Basically, you go to the network's website and make a series of calculated choices in order to transform yourself into a caricature that could be a cast member. After choosing between "suit" or "skirt" ('60s speak for male or female), you then decide on skin color, body type and even head size. Next you pick mouth (lipstick or cigarette?), clothes (party dress or pregnant), extras (Bloody Mary or matching purse) and scene (bedroom or boardroom).
Most people paint an online portrait that pretty much matches their real features — from the haircut and color to the style of dress. During Season 3, the mod version of me looked a lot like Michelle Obama in a Jason Wu sheath. But after watching this week's Season 4 finale, virtual me will don a blond wig and go as Dr. Faye Miller. Sure, she's white and doesn't exist outside of the small screen (and if she were a real person, she'd be my grandmother's age now), but Miller is a part of a new 21st-century meme that I identify with: professionally single.
Dr. Miller, the psychiatrist-research consultant who seemed way too smart to fall for the office Don Juan, was introduced this season as the only real match for the show's bed-hopping, alcoholic anti-hero. Like Don Draper, Faye is self-made and self-assured. She uses her fancy degree to sell cold cream and slips on a fake wedding ring to stave off office advances.
As does any good ad man worth his three-martini lunch, Faye has the job of predicting the future — what people want and what they'll buy. She sizes people up and, as her title suggests, eventually shrinks them down. When she first meets the newly divorced Don, Faye attempts to comfort him by forecasting his future: "You'll be married in a year." She's right, of course, but that doesn't mean she'll get the guy. Faye is Don's equal, not his foil, and therein lies her fatal flaw.
From a modern point of view, it would seem as if Don could end up with a woman like Dr. Miller. She's compassionate and capable. She knows his dirty secrets, and instead of fleeing, she decides to hop in the trenches with him. Faye is "ride or die" with a good dye job. But that's not what Don — or the men he represents (powerfully insecure) — really wants.
So despite loving Faye in his way, when a 25-year-old brunette with big teeth and even bigger eyes fills in as his secretary, it's only a matter of time before his god complex consumes the both of them. In just a weekend, Don decides to marry his secretary, Megan from Montreal, and ditch the good doctor.
"We need to talk," says Don, calling Dr. Faye from his contemporary corner office.

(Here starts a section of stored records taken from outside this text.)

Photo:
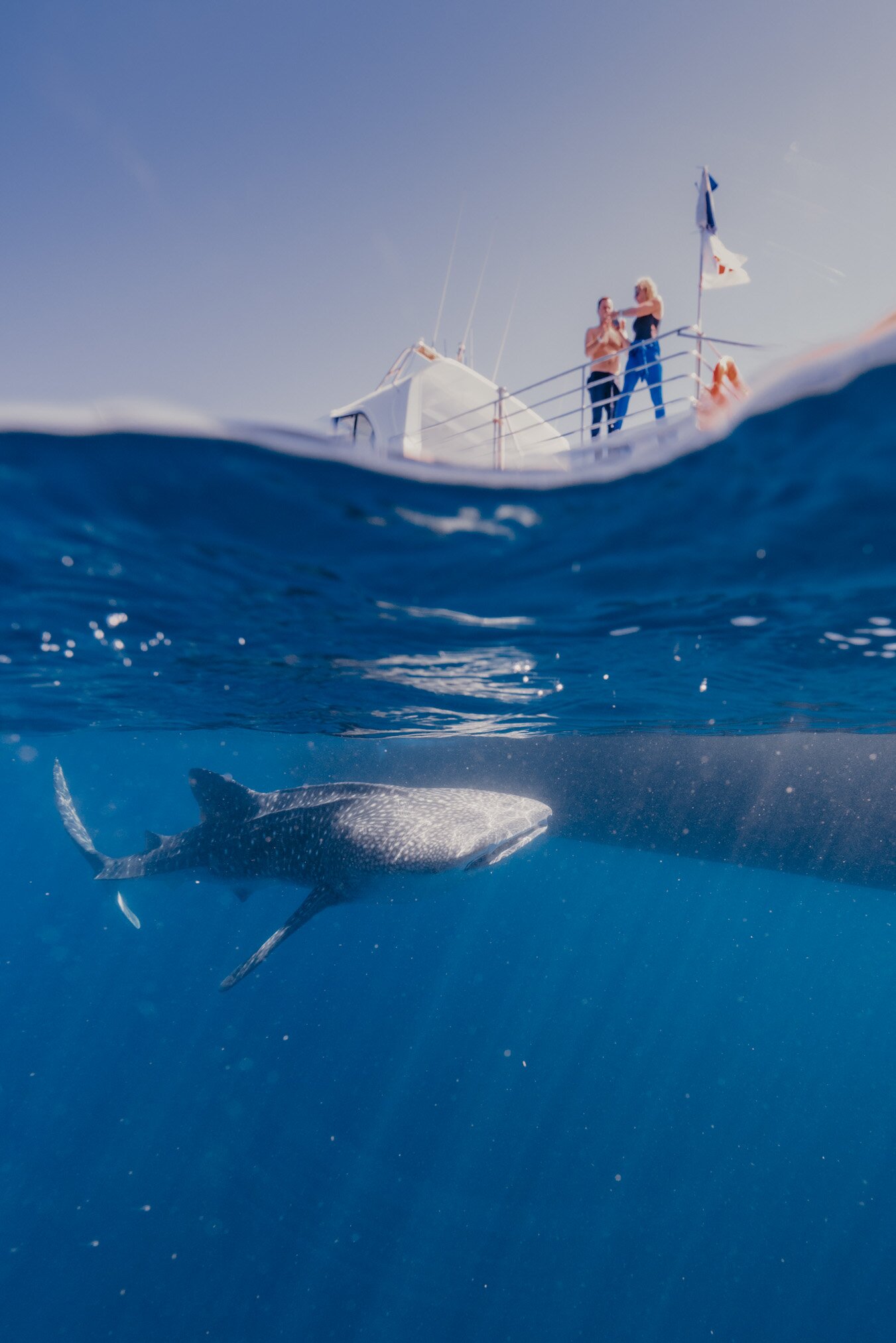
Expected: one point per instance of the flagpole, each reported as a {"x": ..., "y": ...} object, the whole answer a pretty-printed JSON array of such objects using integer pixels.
[{"x": 700, "y": 304}]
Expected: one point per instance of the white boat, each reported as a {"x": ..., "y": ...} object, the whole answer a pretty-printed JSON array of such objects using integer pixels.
[{"x": 430, "y": 409}]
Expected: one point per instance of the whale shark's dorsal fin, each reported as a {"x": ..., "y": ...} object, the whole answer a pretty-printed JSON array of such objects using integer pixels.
[{"x": 221, "y": 798}]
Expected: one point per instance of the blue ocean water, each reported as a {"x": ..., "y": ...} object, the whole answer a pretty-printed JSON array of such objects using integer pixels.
[{"x": 596, "y": 1094}]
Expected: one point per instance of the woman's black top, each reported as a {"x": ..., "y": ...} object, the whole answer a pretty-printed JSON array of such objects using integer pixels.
[{"x": 645, "y": 327}]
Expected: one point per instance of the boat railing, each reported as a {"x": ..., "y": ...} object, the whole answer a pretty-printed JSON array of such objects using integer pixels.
[{"x": 515, "y": 426}]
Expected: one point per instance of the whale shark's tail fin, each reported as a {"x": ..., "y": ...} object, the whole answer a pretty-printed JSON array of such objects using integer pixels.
[
  {"x": 319, "y": 899},
  {"x": 74, "y": 825}
]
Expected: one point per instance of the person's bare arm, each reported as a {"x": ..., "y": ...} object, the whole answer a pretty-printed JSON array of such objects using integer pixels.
[{"x": 593, "y": 342}]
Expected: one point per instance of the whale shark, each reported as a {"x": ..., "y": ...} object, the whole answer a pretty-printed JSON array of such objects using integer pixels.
[{"x": 344, "y": 841}]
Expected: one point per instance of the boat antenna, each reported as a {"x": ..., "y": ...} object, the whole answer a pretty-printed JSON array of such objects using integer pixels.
[
  {"x": 497, "y": 361},
  {"x": 448, "y": 276},
  {"x": 476, "y": 298}
]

He suggests they meet over coffee. Caffeine and heartbreak. Classic.
"Well, I … met somebody … and we're engaged. I know, I know, it's a surprise. It was for me, too. I fell in love. I didn't mean for this to happen. You've been very … important … to me."
After a few more platitudes from Don and one of the best dump-ee lines ever from Faye ("I hope she knows you only like the beginnings of things"), the uncomfortable uncoupling comes to a close. Faye slams down the phone and sobs. For the audience, that's the last glimpse we get of Dr. Miller: alone in a big office.
But as a woman who's been on Faye's side of that phone call, I can clearly imagine what she is thinking. She's wondering what, exactly, she did wrong. Why is someone else better suited for the man she loved? When will she be the "somebody" who gets met?
To be clear, Faye isn't desperate or hopeless. The same day Don asked her to their first dinner date, she was delivering her own "This isn't working" speech to someone else. Problem is, Dr. Miller, like many women like her, thinks she's different from those other girls. She thinks that her ability to think like a man (with her sexual liberation and ladder climbing) makes her uniquely qualified to tame one. She is a lioness, it's true. But plenty of lions like lamb.